Lorsque l'on voit le nom de Garth Ennis sur une couverture, on sait en général à quoi s'en tenir. Le scénariste a prouvé, à travers diverses œuvres telles que Preacher, The Boys, La Pro ou encore son run, chez Marvel, sur la série Punisher, qu'il n'avait pas peur d'aller dans l'extrême et de coucher sur le papier les pires horreurs imaginables. Là encore, dans Just a Pilgrim, l'on va retrouver l'ultra-violence dont il est coutumier ainsi que certaines transgressions parfois difficilement supportables. Cannibalisme, rapports sexuels avec les animaux (qui ne sont ici qu'évoqués mais de quelle manière !), mutations horribles jusqu'au ridicule (qui font penser un peu à l'univers des romans Ranger), rien ne sera épargné au lecteur. L'on retrouve également quelques-uns des tics propres à Ennis, comme le fait de malmener la religion. Un style trash donc mais qui, encore une fois, sert le récit.
Just a Pilgrim a été publié par Semic en 2002 et 2003. Ces tomes, facilement trouvables d'occasion à prix raisonnable, regroupent en fait deux mini-séries de 5 et 4 épisodes.

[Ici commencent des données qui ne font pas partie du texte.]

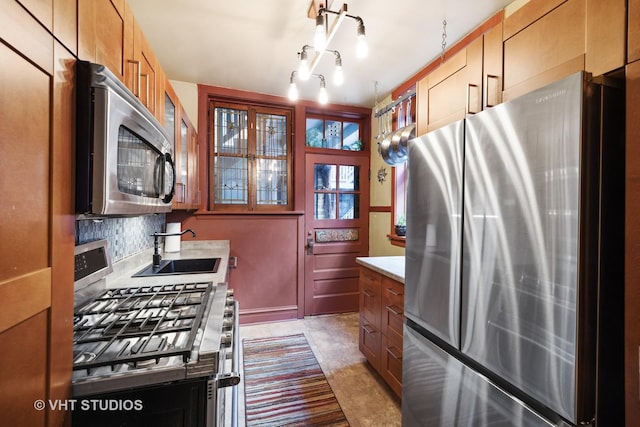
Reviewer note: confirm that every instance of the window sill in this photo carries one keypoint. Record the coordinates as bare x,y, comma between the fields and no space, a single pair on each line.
397,240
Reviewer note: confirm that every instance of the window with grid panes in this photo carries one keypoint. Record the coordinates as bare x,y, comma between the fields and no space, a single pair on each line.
251,151
333,133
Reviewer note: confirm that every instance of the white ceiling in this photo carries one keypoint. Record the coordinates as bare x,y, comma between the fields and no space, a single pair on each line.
253,44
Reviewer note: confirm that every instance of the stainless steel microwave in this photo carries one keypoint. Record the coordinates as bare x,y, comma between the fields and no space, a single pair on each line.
124,160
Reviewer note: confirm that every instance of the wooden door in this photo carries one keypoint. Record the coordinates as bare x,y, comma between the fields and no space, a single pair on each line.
336,211
36,221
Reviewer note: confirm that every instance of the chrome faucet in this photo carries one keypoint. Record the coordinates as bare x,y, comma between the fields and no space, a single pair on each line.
156,244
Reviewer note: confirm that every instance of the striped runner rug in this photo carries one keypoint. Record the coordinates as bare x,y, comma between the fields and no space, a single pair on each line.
285,386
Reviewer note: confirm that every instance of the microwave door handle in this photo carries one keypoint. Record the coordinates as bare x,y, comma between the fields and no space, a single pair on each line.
168,197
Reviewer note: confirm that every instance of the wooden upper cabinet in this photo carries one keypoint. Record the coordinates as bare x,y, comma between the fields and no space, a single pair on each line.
105,34
550,48
492,67
144,69
550,39
452,90
187,190
109,34
633,21
65,23
606,35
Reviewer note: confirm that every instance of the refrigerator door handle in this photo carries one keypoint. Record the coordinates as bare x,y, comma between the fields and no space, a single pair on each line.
395,310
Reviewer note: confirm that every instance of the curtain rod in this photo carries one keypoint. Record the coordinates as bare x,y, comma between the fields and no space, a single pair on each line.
401,99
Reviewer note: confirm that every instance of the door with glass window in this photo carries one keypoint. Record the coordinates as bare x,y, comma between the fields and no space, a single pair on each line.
337,206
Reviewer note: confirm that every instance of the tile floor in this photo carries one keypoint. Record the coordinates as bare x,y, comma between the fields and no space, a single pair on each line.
364,397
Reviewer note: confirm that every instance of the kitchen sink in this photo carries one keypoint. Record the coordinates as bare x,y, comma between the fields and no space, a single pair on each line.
181,266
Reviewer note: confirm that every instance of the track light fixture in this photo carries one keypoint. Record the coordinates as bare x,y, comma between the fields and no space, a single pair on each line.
323,96
321,38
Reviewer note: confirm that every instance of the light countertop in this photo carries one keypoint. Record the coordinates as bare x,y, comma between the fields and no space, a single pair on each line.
390,266
123,270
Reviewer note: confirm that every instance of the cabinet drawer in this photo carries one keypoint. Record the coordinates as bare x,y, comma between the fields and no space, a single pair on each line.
391,363
369,342
370,298
392,307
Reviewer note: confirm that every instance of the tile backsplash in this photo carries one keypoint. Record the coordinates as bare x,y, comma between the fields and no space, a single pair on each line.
126,236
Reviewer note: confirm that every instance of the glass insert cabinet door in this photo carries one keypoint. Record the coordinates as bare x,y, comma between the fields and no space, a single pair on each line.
230,162
335,134
251,158
271,159
336,191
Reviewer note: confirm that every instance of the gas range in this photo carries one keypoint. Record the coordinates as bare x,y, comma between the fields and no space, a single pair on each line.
156,336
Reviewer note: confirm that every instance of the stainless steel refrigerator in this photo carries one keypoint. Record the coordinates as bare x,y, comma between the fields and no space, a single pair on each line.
514,263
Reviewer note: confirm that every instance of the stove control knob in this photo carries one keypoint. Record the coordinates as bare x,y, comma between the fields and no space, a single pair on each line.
225,339
227,324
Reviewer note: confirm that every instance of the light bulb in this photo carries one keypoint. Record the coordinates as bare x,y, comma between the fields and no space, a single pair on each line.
361,45
293,91
320,34
303,71
338,75
323,96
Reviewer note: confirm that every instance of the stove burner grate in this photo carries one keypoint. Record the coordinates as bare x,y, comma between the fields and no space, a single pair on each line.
134,325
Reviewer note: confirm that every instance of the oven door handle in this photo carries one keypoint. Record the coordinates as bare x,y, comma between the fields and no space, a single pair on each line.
232,379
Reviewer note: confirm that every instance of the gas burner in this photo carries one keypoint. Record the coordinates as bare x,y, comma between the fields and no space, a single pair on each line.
84,357
140,325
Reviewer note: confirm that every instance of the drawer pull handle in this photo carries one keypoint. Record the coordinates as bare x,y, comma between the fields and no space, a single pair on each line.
393,292
368,329
393,353
395,310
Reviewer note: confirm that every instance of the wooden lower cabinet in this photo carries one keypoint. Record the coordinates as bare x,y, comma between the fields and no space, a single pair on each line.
381,322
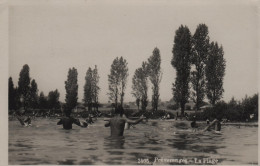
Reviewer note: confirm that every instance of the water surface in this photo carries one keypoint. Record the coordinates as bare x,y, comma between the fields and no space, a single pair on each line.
157,140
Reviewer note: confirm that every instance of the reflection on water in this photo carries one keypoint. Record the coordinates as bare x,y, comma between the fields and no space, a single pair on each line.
46,143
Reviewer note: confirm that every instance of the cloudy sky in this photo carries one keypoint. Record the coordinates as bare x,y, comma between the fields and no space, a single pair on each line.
52,37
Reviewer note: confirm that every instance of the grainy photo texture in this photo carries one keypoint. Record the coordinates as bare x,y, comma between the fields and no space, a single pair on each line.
132,82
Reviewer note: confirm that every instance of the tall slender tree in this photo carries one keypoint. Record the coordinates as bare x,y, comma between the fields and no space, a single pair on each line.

Le cadre de l'histoire est à mi-chemin du western classique et de la SF post-apocalyptique à la Mad Max, avec des cinglés enfourchant d'improbables machines bricolées à partir d'on ne sait trop quoi. Et au milieu de tout cela, le Pèlerin. Large chapeau, cache-poussière dégueulasse, yeux à jamais plissés, visage fermé et buriné, une sorte de Clint Eastwood, un peu cliché, mais fort bien dessiné par Carlos Ezquerra, dans un style rugueux et brutal.
Les deux volumes sont relativement différents sur le fond. Si le premier raconte le passé du Pèlerin et montre son intransigeance, le second, tout aussi jusqu'au-boutiste dans la forme, nous dévoile la sensibilité sous le roc ainsi que l'existence, peut-être, d'un chemin vers la véritable rédemption. Deux livres vont prendre une importance capitale dans l'existence du Pèlerin. La Bible, à laquelle il se rattache lorsqu'il est à la dérive, privé du cadre militaire qui était toute sa vie. Il l'interprète de la seule façon qu'il connaisse : d'une manière stricte et rigoureuse. Le second, qui viendra plus tard, sera le journal d'un petit gamin de dix ans dont il a sacrifié la famille pour accomplir ce qui lui semblait juste.

Comme souvent, l'on retrouve ici ce qui justifie pleinement les excès apparents d'Ennis : l'intelligence et la grande humilité qu'il met dans ses histoires. Intelligence car il se sert ici de deux textes fort différents pour montrer l'effet que les mots peuvent avoir sur les individus, en bien ou en mal, et dénoncer l'importance parfois trop grande que l'on peut leur accorder si l'on oublie de garder contact avec la réalité. Humilité car, là où certains auteurs bien connus utilisent des engins de terrassement pour imposer leur point de vue au lecteur, Ennis, lui, travaille à la serpette. C'est un artisan, rusé, rieur, qui accepte de passer pour un bourrin aux yeux de ceux qui ne s'attachent qu'à l'apparence mais qui n'oublie pas de s'adresser aussi aux patients aventureux qui vont gratter un peu la surface pour découvrir le véritable sens de ses récits ainsi que l'émotion, immense, qui s'en dégage.

Des cérémonies initiatiques à base de boucs, des calmars géants qui se servent de vous comme réceptacle pour leur progéniture, des gros flingues et des repas à base de types à peine refroidis, il y a tout ça dans Just A Pilgrim. Et un peu plus aussi...
Pour lecteurs avertis, dans tous les sens du terme.




+ Les points positifs - Les points négatifs
  • Le cadre post-ap.
  • Un comic d'Ennis assez peu connu.
  • Un personnage principal bien badass.
  • La forme violente et transgressive associée à un fond pertinent.
  • Encore facilement trouvable en occasion.

  • Certaines cases aux décors parfois minimalistes.
  • Une colorisation un peu trop flashy.